原告側がしっぽ巻いて逃げた格好で、香川県側の勝利で決着がついた香川県ゲーム条例違憲訴訟。原告側の訴訟理由は、「香川県ネット・ゲーム依存症対策条例(通称:ゲーム条例)は、日本国憲法の基本的人権を著しく侵害するものであり、香川県民の基本的人権を侵害するものだ」とするもので、非常に壮大なものだ。その割には、損害賠償の請求額はたったの160万円だった。香川県のゲーム条例のおもな対象は、香川県在住の小・中学生と高校生(7〜18歳)の児童生徒で、その人口は、101,198人(令和2年10月1日現在;国勢調査香川県分統計)であるから、1人あたり換算では、たったの16円にも満たない。香川県民(こども)全体の幸福を考えるかぎり、おふざけといえるレベルだ。自治体の条例による人権侵害の賠償というなら、公平性を考慮し、対象のこどもが居住するすべての世帯に、こども一人あたり、少なくとも1万円(望ましくは、それ以上)の給付というかたちで行うべきである。

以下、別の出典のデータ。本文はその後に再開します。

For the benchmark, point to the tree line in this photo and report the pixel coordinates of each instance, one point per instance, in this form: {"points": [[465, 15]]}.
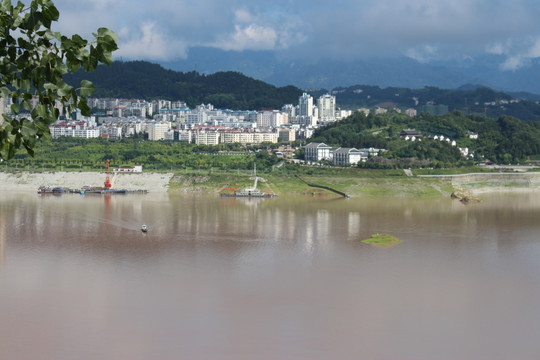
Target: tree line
{"points": [[225, 90]]}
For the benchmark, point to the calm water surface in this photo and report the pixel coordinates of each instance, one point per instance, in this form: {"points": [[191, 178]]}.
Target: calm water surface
{"points": [[284, 278]]}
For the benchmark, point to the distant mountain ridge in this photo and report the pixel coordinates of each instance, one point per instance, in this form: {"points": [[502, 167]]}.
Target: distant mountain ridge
{"points": [[384, 72], [144, 80], [233, 90]]}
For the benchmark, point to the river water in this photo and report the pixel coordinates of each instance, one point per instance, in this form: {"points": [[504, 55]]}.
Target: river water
{"points": [[285, 278]]}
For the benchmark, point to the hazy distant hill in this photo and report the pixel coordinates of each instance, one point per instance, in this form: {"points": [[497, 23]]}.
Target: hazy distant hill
{"points": [[384, 72], [232, 90], [144, 80]]}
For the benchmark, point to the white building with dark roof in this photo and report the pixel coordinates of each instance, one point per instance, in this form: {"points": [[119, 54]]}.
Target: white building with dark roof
{"points": [[317, 152]]}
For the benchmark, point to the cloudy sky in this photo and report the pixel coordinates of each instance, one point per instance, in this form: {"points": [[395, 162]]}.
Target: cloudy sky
{"points": [[426, 30]]}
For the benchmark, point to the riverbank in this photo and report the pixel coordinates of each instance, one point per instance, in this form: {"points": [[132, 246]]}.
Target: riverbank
{"points": [[212, 183], [30, 181]]}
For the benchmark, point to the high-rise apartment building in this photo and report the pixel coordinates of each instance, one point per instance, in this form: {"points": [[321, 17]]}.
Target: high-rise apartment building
{"points": [[327, 107], [305, 105]]}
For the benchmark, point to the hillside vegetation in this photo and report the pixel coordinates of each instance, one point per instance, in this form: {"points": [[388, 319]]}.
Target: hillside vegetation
{"points": [[233, 90], [225, 90], [503, 140]]}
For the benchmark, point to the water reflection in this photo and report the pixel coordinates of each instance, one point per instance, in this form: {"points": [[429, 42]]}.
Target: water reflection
{"points": [[279, 278]]}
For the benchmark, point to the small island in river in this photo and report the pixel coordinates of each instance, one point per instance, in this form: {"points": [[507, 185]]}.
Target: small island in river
{"points": [[382, 240]]}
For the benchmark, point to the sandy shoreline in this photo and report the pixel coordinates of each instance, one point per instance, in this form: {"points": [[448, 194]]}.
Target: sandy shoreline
{"points": [[28, 181], [472, 184]]}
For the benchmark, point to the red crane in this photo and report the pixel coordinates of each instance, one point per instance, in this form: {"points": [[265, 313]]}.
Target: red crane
{"points": [[108, 184]]}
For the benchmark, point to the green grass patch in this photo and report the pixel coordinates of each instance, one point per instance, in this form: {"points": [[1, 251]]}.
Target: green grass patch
{"points": [[382, 240]]}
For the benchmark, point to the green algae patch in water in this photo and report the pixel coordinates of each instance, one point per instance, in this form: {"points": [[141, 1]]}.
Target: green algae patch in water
{"points": [[382, 240]]}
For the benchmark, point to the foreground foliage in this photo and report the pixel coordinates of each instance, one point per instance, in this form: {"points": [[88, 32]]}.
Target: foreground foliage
{"points": [[33, 61]]}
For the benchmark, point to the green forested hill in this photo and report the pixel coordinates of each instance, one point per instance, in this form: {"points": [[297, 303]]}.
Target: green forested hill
{"points": [[144, 80], [467, 99], [502, 140]]}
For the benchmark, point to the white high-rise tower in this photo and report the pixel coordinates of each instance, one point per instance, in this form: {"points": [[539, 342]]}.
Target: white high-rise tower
{"points": [[327, 107], [305, 105]]}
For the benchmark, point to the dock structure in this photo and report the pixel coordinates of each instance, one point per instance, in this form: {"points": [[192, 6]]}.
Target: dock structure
{"points": [[323, 187]]}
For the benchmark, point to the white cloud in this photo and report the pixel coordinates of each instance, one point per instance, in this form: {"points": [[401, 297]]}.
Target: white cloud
{"points": [[423, 29], [151, 44], [520, 54], [422, 54], [253, 37]]}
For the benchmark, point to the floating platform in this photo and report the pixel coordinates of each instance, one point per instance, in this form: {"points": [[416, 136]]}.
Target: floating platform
{"points": [[57, 190]]}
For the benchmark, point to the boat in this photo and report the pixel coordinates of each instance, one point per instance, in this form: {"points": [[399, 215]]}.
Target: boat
{"points": [[52, 190], [250, 192]]}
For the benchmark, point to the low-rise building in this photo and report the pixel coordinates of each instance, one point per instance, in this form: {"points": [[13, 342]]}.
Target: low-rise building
{"points": [[317, 152]]}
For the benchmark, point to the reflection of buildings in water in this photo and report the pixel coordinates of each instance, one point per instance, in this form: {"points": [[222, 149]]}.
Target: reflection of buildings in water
{"points": [[353, 224], [323, 224], [2, 242]]}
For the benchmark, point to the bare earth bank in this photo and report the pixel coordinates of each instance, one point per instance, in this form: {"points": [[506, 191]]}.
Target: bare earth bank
{"points": [[28, 181]]}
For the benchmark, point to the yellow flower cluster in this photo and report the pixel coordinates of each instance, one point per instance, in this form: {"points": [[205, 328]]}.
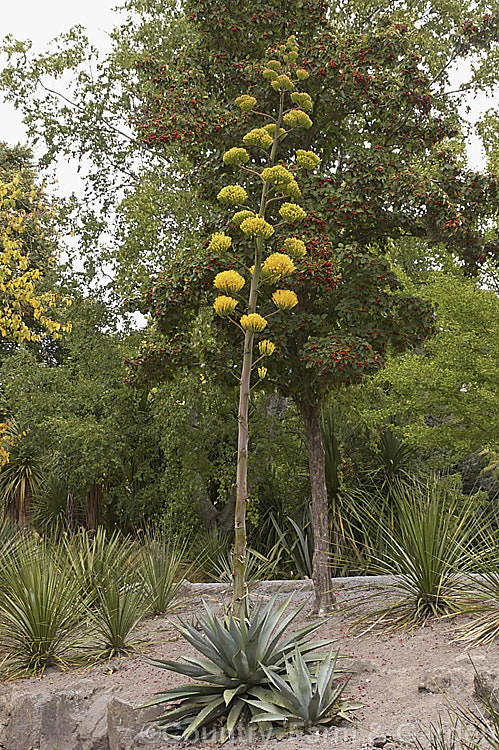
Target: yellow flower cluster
{"points": [[294, 247], [266, 348], [276, 266], [241, 216], [258, 137], [232, 195], [284, 299], [256, 226], [274, 64], [303, 100], [229, 282], [277, 175], [246, 102], [292, 190], [281, 178], [236, 156], [224, 306], [283, 83], [253, 322], [297, 118], [307, 159], [220, 242], [270, 128], [270, 74], [292, 212], [21, 298]]}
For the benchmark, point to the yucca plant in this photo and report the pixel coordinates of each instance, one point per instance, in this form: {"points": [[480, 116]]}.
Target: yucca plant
{"points": [[301, 699], [481, 600], [97, 559], [427, 548], [161, 567], [471, 728], [41, 610], [207, 548], [234, 656], [106, 568], [118, 608]]}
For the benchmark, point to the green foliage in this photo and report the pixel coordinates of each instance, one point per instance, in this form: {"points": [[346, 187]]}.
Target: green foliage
{"points": [[426, 548], [41, 609], [301, 700], [160, 568], [482, 592], [446, 393], [117, 608], [257, 567], [297, 543], [234, 657], [20, 478]]}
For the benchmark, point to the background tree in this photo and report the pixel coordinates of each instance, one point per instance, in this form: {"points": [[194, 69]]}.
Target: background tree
{"points": [[373, 121]]}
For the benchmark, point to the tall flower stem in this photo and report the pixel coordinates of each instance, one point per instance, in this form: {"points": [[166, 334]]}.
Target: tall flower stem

このことを考えると、妥当とされる賠償金請求額は、
10,000(円)×101,198(人;香川県の小・中・高校生人口)=1,011,980,000(円)
となり、約10億1千200万円と試算される。もちろん、原告勝訴と仮定して実現していたであろうこの巨額な賠償金は、いずれにせよ、条例の対象外となるであろう原告側には1円たりとも支払われず、県により公庫から直接、各県民に支払われるべきである。当然、賠償額が高額の訴訟ほど困難を伴うが、今回の訴訟での原告側の請求額はたったの160万円であり、それだけですら、棄却されるという有様だ。原告側の「県民全体の幸福のため」とは口先だけで、いかに本気さを欠いているかがおわかりだろう。きっと、原告側には、香川県からむしり取った「戦利金」を県民全体に分配しようという発想は毛頭なく、自身のゲーム代の足しにしようとしか考えていなかっただろうと推測される。途中で尻尾を巻いて逃げた原告側の姿勢からも、司法もきっと、世間をから騒ぎさせるだけの前代未聞の「お遊び裁判」だと認識しているに違いないだろう。ある意味で画期的な「恥辱的な判例」として、歴史に残ることだろう。
※念のために付記するが、速報記事のとおり、この判決により、香川県のネット・ゲーム依存症対策条例(ゲーム条例)の合憲性(正当性)が司法で認められたことになるため、被告の香川県には、(請求棄却の)原告側に対してはもちろんのこと、ゲーム条例の対象となる香川県民に対しても1円の支払い義務も発生していない。
以上のように、今後は、このような公益の重責を背負うだけのよほどの覚悟とよほどの法律学的な自信がないかぎり、この類の裁判では、勝ち目はないということは明らかだ。